Five months after Rakovina Therapeutics pivoted toward artificial intelligence, the cancer-focused biotech has joined forces with Variational AI to identify new therapies against DNA-damage response (DDR) targets.
The plan is for Variational AI to use its Enki platform to identify novel inhibitors of specific DDR kinase targets selected by Rakovina before handing the Canadian biotech a short list of potential drug candidates. Rakovina will then use the following 12 to 18 months to synthesize and evaluate the viability of these candidates as potential cancer therapies in its laboratories at the University of British Columbia, the biotech explained in a Sept. 17 release.
The financial details were left vague, but we do know that Rakovina will pay a “low upfront fee” to begin work on each selected target as well as an exercise fee if it wants to acquire the rights to any resulting drugs.

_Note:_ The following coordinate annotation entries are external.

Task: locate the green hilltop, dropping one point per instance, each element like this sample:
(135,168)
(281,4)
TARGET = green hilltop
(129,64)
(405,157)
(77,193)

Further milestone payments could also be on the table.
Variational AI describes Enki as “the first commercially available foundation model for small molecules to enable biopharmaceutical companies to discover novel, potent, safe, and synthesizable lead compounds for a small fraction of the time and cost versus traditional chemistry approaches.” Merck & Co. became an early user of the platform at the start of the year.
Rakovina’s own R&D work remains in preclinical stages, with the biotech's pipeline led by a pair of dual-function DDR inhibitors aimed at PARP-resistant cancers. In March, the Vancouver-based company announced a “strategic evolution” that involved gaining access to the Deep Docking AI platform developed by University of British Columbia professor Artem Cherkasov, Ph.D., to identify DDR targets.
“This collaboration is an ideal addition to our already established Deep Docking AI partnership as it expands Rakovina Therapeutics’ pipeline beyond our current focus of developing next-generation PARP inhibitors,” Rakovina Executive Chairman Jeffrey Bacha said in today’s release.
“Leveraging Variational AI’s expertise in kinases where it overlaps with our DDR interest will significantly increase partnering opportunities as ‘big pharma’ maintains a close interest on novel therapies against these targets,” Bacha added.